Palacio porte un nom de luxe qui sonne comme celui d’une célébrité prête à traverser les époques, mais sa personnalité indique tout l’inverse. Ainsi, cette saison, Palacio a beaucoup souffert. Ça doit être dur de vivre dans l’ombre et d’échouer à la première tentative dans la lumière. Alors, Palacio est reparti se cacher. On a parlé d’une blessure très douloureuse, à la cheville, mais aussi d’une blessure morale bien plus lourde.

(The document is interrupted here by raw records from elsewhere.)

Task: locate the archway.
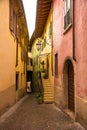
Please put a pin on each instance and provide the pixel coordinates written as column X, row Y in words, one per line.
column 68, row 80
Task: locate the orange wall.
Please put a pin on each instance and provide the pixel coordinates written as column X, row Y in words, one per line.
column 7, row 49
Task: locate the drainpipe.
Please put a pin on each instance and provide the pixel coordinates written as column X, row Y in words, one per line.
column 73, row 29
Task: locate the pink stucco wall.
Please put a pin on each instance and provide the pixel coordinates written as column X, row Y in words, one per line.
column 81, row 47
column 63, row 43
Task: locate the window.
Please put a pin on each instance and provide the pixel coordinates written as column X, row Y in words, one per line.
column 67, row 13
column 56, row 65
column 13, row 19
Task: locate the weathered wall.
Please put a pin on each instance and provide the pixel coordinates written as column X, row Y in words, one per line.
column 62, row 42
column 63, row 46
column 7, row 58
column 81, row 57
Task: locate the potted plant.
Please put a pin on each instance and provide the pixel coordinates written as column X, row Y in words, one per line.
column 39, row 97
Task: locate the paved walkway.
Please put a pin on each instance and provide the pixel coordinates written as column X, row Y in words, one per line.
column 27, row 114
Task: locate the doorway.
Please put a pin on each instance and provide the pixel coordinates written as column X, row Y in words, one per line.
column 68, row 78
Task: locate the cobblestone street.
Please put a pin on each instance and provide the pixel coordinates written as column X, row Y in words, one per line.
column 27, row 114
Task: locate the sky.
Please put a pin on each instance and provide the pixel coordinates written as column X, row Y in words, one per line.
column 30, row 11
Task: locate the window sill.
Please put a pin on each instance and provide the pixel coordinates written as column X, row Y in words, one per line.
column 68, row 27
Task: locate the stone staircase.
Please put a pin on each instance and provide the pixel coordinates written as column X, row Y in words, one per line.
column 48, row 91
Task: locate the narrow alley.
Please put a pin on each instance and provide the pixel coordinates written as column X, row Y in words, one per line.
column 27, row 114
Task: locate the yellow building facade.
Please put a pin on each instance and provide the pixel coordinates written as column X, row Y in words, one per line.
column 13, row 49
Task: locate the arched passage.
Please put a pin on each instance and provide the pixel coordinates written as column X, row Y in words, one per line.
column 68, row 80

Celles que connaissent les types normaux qui passent à ça – c’est-à-dire, tout près – de devenir des héros. Loin à Buenos Aires, Diego Milito en avait parlé en novembre : « Rodrigo fait partie de cette catégorie de joueurs très autocritiques, et en plus en Argentine, après son occasion manquée, ils ne l’ont pas loupé. Et puis ils l’ont critiqué et infiltré, surtout la cheville. C’est pour ça qu’il met autant de temps à revenir. Mais le pire est passé, au téléphone il semble aller beaucoup mieux. » Peut-être que Sabella n’aurait jamais dû l’embarquer dans l’aventure brésilienne. Peut-être que Tévez aurait dû faire face à Neuer en ce 13 juillet, et tirer entre ses jambes. Mais peut-être aussi que Tata Martino aurait dû rappeler Palacio, auteur d’une bonne fin de saison (10 buts depuis février) – ce qui vaut au moins celle de Lavezzi – pour lui donner une nouvelle chance. Et un dernier tir dans la lumière.

Monaco, qu’est-ce que tu as dans le ventre ?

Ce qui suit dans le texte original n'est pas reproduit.